What I wonder is if you boot into your Linux distro, temporarily
assign West European file names to these files, open Picasa and there
change the file names back to (UTF-8) Chinese, will this suffice to
resolve the problem you are seeing....

Henri

On Mar 27, 5:26 pm, FangQ <[email protected]> wrote:
> On Mar 27, 6:27 am, mhenriday <[email protected]> wrote:
>
> > FangQ, I have several Chinese-language and Japanese-language folders
> > on the HDD under the Images folder on my 64-bit Ubuntu Karmic setup.
> > Picasa 3.6 does not crash when loading, nor does it have any problem
> > displaying these folders.
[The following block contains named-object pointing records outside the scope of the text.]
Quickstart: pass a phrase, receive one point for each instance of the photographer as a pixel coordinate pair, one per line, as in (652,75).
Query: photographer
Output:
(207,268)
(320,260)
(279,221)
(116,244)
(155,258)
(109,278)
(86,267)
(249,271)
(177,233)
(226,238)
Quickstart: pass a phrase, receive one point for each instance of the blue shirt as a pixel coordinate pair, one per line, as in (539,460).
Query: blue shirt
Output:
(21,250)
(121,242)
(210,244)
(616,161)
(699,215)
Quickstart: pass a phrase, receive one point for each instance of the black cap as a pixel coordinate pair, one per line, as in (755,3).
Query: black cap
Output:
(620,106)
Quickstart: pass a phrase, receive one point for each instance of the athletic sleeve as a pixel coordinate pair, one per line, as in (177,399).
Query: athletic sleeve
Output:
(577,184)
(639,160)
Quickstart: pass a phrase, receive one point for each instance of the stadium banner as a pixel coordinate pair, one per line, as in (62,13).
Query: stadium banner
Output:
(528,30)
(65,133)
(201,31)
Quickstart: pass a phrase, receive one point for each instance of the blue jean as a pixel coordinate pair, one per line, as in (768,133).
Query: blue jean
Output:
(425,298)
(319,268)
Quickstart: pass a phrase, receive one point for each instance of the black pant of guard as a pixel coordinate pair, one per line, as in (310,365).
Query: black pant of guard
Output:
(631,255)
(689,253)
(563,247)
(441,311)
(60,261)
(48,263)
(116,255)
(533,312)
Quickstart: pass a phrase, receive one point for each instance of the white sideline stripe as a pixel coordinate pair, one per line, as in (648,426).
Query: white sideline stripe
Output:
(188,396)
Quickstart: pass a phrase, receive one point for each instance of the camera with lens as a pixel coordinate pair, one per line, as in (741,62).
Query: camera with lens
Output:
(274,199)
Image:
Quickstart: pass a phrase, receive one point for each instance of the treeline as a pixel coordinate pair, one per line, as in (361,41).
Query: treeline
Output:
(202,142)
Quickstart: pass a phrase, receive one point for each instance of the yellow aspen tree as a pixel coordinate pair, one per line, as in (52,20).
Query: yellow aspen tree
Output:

I don't know if the difference between my
> > experience and yours could be due to the fact that in my case, the
> > folder titles were assigned using SCIM on Ubuntu, rather than the
> > Windows IME....
>
> I totally agree with you that a well-encoded Chinese folder/file name
> will be no problem to Picasa. However, as I said in my previous
> email, the folder name are encoded in GBK (cp936), thus, these
> names are not valid UTF-8 strings (assuming your locale is in UTF-8).
>
> here is something you can test. Run the following command
> under the search path of your picasa:
>
> mkdir `echo "照片" | iconv -f utf-8  -t gbk`
>
> it will look like " Ƭ". Then copy a few photons into this
> folder. Launch picasa and see what happen.
>
> let me know if this example is sufficient to illustrate the problem.
>
> (I know GTK uses G_BROKEN_FILENAMES to set up
> a fall-back locale when a broken filename is detected, but
> not sure if picasa has this mechanism)
>
>
>
> > Henri
>
> > On Mar 26, 2:49 pm, FangQ <[email protected]> wrote:
>
> > > after trying different things, I finally figured out the error was due
> > > to the presence of a few Chinese named folders.
>
> > > The folders was named in GBK (cp936) encoding (which is the default
> > > encoding for Chinese for Windows) as was copied from windows
> > > partition. I am using zh.CN_UTF-8 locale in Ubuntu, so it shows as
> > > garbled text in my file explorer (however, it doesn't crash).
> > > Unfortunately, Picasa 3 seems not able to handle this and crash every
> > > single time when it starts to scan this folder (and sadly, the scan
> > > starts every time).
>
> > > This should be easy to duplicate and I wish it can be fixed in the
> > > next release (whenever it will be).